For Christian Self, bar manager or “bar chef” at thirtyninehotel, it’s this experimenting with textures that gets him excited about molecular mixology (the modern techniques as they apply to cocktails). “It’s all about textures and giving people something they don’t usually find,” he says. He’s crafted what he calls an “edible lychee martini” that looks like a whole lychee resting on a scallop shell, topped with a lemon-lavender air. It’s meant to be slurped from the shell, like an oyster, and while the outside is somewhat firm, like a real lychee, as you bite into it, lychee vodka and puree pours out. He makes the faux lychee with a technique called reverse spherification–by mixing calcium chloride with the vodka and lychee puree and then dropping it into a sodium alginate bath, the chemicals interact and “cook” the ingredients to form a membrane. For the bar’s 1920s theme night, fellow bartender Kyle Reutner (who once pursued a graduate degree in chemistry) created the “Saints’ Dance”–in which a “caviar” of St. Germain elderflower liquor was dropped into prosecco; the bubbles sent the caviar dancing in the glass.

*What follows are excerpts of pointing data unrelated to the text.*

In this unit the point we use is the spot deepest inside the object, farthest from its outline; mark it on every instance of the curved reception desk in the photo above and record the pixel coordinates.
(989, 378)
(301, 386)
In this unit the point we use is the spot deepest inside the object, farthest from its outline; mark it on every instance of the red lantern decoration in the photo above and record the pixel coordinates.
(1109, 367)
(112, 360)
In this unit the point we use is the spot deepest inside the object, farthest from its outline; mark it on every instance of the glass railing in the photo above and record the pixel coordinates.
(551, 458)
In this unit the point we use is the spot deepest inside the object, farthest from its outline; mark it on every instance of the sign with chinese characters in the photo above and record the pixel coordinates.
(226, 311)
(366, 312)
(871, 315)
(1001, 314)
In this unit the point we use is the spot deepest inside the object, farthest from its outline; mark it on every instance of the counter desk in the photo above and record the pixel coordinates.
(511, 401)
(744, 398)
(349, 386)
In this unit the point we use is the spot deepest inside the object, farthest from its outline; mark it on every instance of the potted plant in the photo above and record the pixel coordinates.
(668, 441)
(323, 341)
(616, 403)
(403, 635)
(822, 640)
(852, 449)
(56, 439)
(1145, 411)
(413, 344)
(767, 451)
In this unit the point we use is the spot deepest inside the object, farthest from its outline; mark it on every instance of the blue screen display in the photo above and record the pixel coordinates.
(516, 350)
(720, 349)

Ask Self to make you a molecular-inspired drink on a regular night, and he may pull out foams and airs, techniques that are easier to compose on the fly. He may whip up a pineapple air–fresh pineapple juice combined with soy lecithin, a stabilizer, and then mixed with an immersion blender to create light, frothy bubbles. Or he might make a Thai-style mai tai with candied ginger foam, created by mixing ginger syrup with egg whites and aerating it with nitrous oxide–in other words, squeezing it out of the type of canister most often used for whipped cream, which creates a dense layer of fine bubbles.

Regarding his philosophy on molecular mixology, Self says, “As long as people are trying to make drinks and always pushing the boundaries, molecular gastronomy will always have a place.”

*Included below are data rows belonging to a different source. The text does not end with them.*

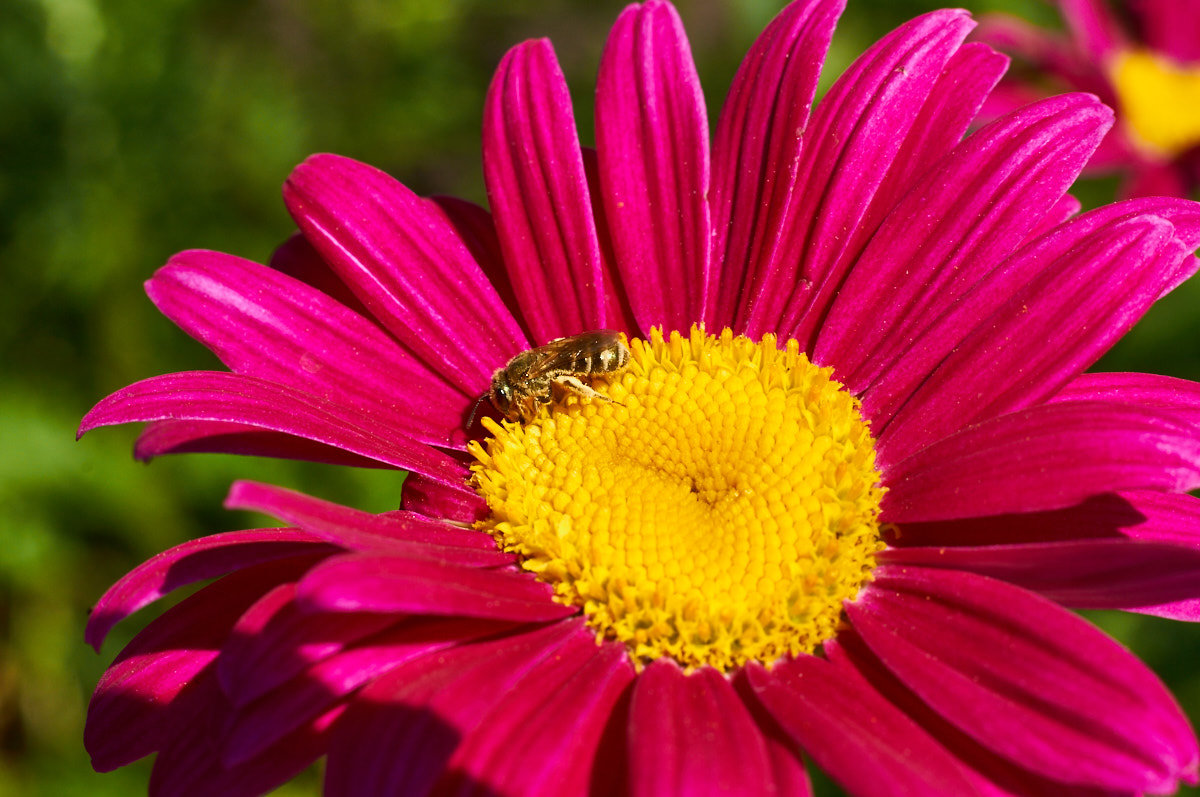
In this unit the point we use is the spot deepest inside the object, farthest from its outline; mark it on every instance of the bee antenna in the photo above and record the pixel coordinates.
(474, 408)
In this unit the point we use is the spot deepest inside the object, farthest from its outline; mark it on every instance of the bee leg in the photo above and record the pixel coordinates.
(567, 383)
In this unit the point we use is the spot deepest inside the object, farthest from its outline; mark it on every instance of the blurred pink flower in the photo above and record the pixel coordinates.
(946, 280)
(1141, 58)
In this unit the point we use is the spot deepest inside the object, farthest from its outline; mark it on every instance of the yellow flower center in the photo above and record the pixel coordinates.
(1159, 101)
(718, 510)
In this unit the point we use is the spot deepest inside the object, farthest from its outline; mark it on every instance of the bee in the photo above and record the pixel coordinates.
(532, 378)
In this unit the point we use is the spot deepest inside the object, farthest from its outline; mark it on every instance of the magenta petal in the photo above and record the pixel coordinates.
(1062, 700)
(1093, 27)
(265, 324)
(948, 112)
(1152, 516)
(539, 195)
(953, 227)
(652, 137)
(148, 687)
(1043, 457)
(478, 232)
(407, 264)
(993, 775)
(1005, 364)
(1171, 27)
(436, 499)
(222, 437)
(297, 258)
(358, 531)
(1156, 577)
(1181, 397)
(328, 682)
(693, 735)
(1053, 262)
(862, 741)
(379, 582)
(849, 148)
(759, 141)
(191, 562)
(541, 737)
(274, 641)
(219, 396)
(190, 765)
(401, 730)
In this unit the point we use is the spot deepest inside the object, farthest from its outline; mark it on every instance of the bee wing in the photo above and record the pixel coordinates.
(588, 353)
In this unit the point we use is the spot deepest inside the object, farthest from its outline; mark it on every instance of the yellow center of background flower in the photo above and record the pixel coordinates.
(719, 510)
(1159, 101)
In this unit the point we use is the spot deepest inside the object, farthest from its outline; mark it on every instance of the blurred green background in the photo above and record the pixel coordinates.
(131, 130)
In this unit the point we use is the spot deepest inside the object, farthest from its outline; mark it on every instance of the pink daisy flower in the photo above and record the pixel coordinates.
(1140, 57)
(832, 507)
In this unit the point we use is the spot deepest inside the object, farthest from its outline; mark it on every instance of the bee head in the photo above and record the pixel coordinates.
(502, 393)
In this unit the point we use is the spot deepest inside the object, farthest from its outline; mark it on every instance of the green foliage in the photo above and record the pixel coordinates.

“People don’t order these things”

Nobu pastry chef Rachel Murai is an avid experimenter with molecular gastronomy–she’ll mix tapioca maltodextrin with peanut butter to create a fine peanut powder that melts in the mouth to a smooth creaminess. She’ll use liquid nitrogen to freeze a vodka sorbet (the high alcohol content prevents it from freezing in a normal ice cream machine). Her newest find is gellan, which she’s experimenting with to create a sorbet she can light on fire without causing it to melt too quickly. Despite her let’s-see-what-happens enthusiasm, Murai exercises restraint on the dessert menu; most of her creations don’t make it out of the kitchen. Murai sees molecular gastronomy more as flourishes on a plate–mostly out of personal preference (“I still prefer classic desserts,” she says) and perhaps a little because like Matsubara suggests, “People don’t order these things. Most people don’t understand and don’t order it if it’s too weird.”

Diners bored with the restaurant scene are looking for new experiences, and chefs are looking for a more adventurous audience. Self, who dreams of a molecular gastronomy restaurant opening in Hawaii, says, “I think Hawaii is always behind the times. Of course, there’s a certain kind of stigma to [molecular gastronomy] as well. You have to sell the guests…but you also have to sell it to the proprieter to be able to do it behind the bar. A lot of people say it’s just some kind of trend or fad…they don’t know that it’s actually here to stay.”